1. Whole-genome bisulfite sequencing (WGBS)
Samples for DNA methylome analysis were collected 10 days after the last AZA or control treatment. At this time, widespread re-methylation occurs after AZA exposure, a phenomenon that is clinically known and which has been described in multiple experimental settings. We focused on DNA methylation changes that persisted after AZA exposure of wildtype and mutant DNMT3A as these effects may determine the long-term consequences of AZA treatment in DNMT3A mutants.
For mouse LSK cells DNA input amount was limited, which is why we used the tagmentation-based whole genome bisulfite sequencing (TWGBS) that has been described previously1,2. Genomic DNA from FACS-sorted LSK cells (10 - 30 ng) was used as input to prepare two sequencing libraries, each. Each of the sequencing libraries was subjected to 125 bp paired-end sequencing on one lane of an Illumina HiSeq 2000 instrument. TWGBS raw data can be accessed in Gene Expression Omnibus (GSE146907).

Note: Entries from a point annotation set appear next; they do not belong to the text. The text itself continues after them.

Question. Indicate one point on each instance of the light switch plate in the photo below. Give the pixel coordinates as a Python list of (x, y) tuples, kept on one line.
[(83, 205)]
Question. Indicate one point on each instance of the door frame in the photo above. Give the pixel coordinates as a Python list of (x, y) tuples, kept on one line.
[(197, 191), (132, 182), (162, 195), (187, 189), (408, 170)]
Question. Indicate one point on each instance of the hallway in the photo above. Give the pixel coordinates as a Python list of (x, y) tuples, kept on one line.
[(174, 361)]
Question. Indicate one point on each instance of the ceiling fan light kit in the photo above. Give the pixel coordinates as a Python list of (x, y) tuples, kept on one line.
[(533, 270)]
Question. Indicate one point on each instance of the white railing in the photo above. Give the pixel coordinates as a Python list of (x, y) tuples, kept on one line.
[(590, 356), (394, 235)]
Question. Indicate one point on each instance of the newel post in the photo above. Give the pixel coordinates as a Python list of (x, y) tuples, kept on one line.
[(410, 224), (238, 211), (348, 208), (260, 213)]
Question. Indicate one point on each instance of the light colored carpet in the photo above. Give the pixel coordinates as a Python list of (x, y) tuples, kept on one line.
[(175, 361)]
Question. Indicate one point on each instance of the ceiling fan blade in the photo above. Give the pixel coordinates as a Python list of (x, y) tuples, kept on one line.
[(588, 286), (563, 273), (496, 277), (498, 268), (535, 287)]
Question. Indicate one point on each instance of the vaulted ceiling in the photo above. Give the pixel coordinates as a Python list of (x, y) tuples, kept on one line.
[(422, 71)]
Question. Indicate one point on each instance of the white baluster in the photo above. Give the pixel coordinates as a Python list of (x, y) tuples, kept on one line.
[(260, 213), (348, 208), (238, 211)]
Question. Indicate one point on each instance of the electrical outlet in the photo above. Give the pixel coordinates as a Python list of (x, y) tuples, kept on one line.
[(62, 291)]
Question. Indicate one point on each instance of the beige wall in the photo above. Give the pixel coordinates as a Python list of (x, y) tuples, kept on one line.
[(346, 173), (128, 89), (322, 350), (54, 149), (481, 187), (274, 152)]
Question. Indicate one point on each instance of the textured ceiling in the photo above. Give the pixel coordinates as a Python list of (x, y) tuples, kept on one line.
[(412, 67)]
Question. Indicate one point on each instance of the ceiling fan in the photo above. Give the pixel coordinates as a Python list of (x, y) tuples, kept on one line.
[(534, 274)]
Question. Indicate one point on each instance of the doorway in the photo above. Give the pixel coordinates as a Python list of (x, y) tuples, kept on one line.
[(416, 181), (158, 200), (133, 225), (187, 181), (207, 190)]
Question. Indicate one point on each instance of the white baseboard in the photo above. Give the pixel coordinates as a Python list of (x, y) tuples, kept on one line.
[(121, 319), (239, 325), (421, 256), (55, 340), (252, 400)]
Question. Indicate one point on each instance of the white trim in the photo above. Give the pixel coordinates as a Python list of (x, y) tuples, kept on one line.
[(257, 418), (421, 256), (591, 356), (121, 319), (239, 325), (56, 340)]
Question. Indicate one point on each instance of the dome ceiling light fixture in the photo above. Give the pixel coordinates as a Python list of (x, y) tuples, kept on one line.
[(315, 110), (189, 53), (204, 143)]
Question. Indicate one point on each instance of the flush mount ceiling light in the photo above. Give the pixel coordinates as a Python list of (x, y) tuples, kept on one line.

For human AML blasts, DNA was isolated from 1.2 – 5.8 x 105 flow-sorted CD34+ cells and submitted to the Genomics and Proteomics Core Facility of the German Cancer Research Center. WGBS libraries were prepared using the Accel-NGS® Methyl-Seq DNA Library Kit (Swift Biosciences) according to the manufacturer’s recommendations. Human WGBS raw-data have been deposited in the European Genome Archive (EGAS00001004825).
2. Sequence alignment and methylation calling
Sequence alignment was performed using an updated version of the workflow published in 1 that was implemented as a Roddy Workflow (https://github.com/DKFZ-ODCF/AlignmentAndQCWorkflows) and run using OTP2. For TWGBS data raw reads were aligned against the mm10 reference genome extended with the PhiX and lambda phage sequences and with the human DNMT3A coding sequence (CCDS33157, CCDS release 22). Briefly, before alignment, trimmomatic3 was used for adapter trimming and reads were in silico converted (C>T for the first read in the pair, G>A for the second). Alignments of the individual libraries were performed against the concatenated C>T and G>A in silico converted reference genomes using bwa mem (https://arxiv.org/abs/1303.3997) with default parameters. After alignment, reads were converted back to their original state. PCR duplicate removal was performed per library using Picard MarkDuplicates (http://broadinstitute.github.io/picard) before merging reads from all libraries per replicate. Mapping rates (computed with samtools flagstat4), insert size distributions and genome coverage statistics were checked to ensure alignment quality. Methylation calling and M-bias trimming was performed using the bistro methylation caller (version 0.2.0) (https://github.com/stephenkraemer/bistro). Automatic M-bias detection was done using the 'binomp' algorithm to remove both the gap repair nucleotides introduced by the tagmentation reaction (first 9 bp following sequencing primer 2) and additional read positions with M-bias if necessary. Only reads with a mapping quality ≥25 and bases with Phred-scaled quality score of ≥25 were considered. Bisulfite conversion rates were estimated using the non-CpG methylation levels.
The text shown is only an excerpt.